The integral of arctg(u)*d(u^2)=arctg(u)*u^2-the integral of u^2*d(arctg(u)). That's what integration by parts means, yes? What d(arctg(u))? Differentiate arctg(u).

8. Jan 14, 2009

### Dell

ive read up a bit on this and found an equation

$$\int$$udv=u*v-$$\int$$vdu

is this what you mean??

so in my case
arctgU is my u function
and u^2 is my v function
where u is the root of x

so

$$\int$$(arctg(u))d(u2)=(arctg(u))*u2-$$\int$$u2d(arctg(u))

now d(arctg(u))=$$\frac{1}{1+u^2}$$*d(u^2)

so $$\int$$u2d(arctg(u))=$$\int$$U2/(1+u2)d(u2)

correct up till here??

=$$\int$$1-$$\frac{1}{1+u^2}$$du2====u2-ln|1+u^2|

which is x-ln|a+x|

9. Jan 14, 2009

### Dick

You are getting there. But d(arctg(u))=du/(1+u^2) (NOT d(u^2)). So the integral you are left with is u^2*du/(1+u^2). You'll find there aren't any logs in the problem.

10. Jan 14, 2009

### Dell

how did you come to d(arctg(u))=du/(1+u^2)
is (in general) d(t) not equal to the differential of t multiplied by dx???

in this case d(arctg(u))= differential of (arctg(u)) * d(u^2)

how do i know which d() to multiply by?

11. Jan 14, 2009

### Dick

Exactly as you said. d(f(x))=f'(x)*dx. d(arctg(x))=(d/dx arctg(x))*dx. d/dx(arctg(x))=1/(1+x^2). So d(arctg(x))=dx/(1+x^2). I don't know where you are getting the d(u^2) stuff.

12. Jan 15, 2009

### Dell

i see my problem, what is the differential of arctg(x^0.5) is it not the 1/(1+x^0.5) multiplied by 1/2(x^0.5) ??

13. Jan 15, 2009

### Gib Z

Well, it appears you are using the chain rule, which is good, but you are forgetting to square something.
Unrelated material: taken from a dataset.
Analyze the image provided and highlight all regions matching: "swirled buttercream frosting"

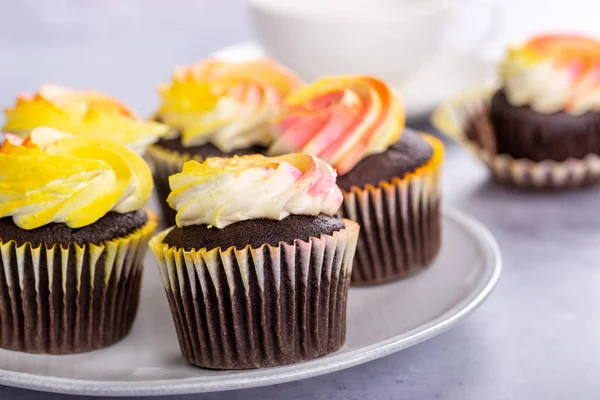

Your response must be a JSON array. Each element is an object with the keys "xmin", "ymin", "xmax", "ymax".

Look at what the derivative of arctan x is again.

14. Jan 15, 2009

### Dick

No! The differential of arctg(sqrt(x)) is 1/(1+sqrt(x)^2) times 1//(2*sqrt(x)). Like Gib said, you forgot the square in the derivative of arctg. That's EXACTLY the same thing as saying the differential of arctg(u) is 1/(1+u^2) times du where u=sqrt(x). Look at it!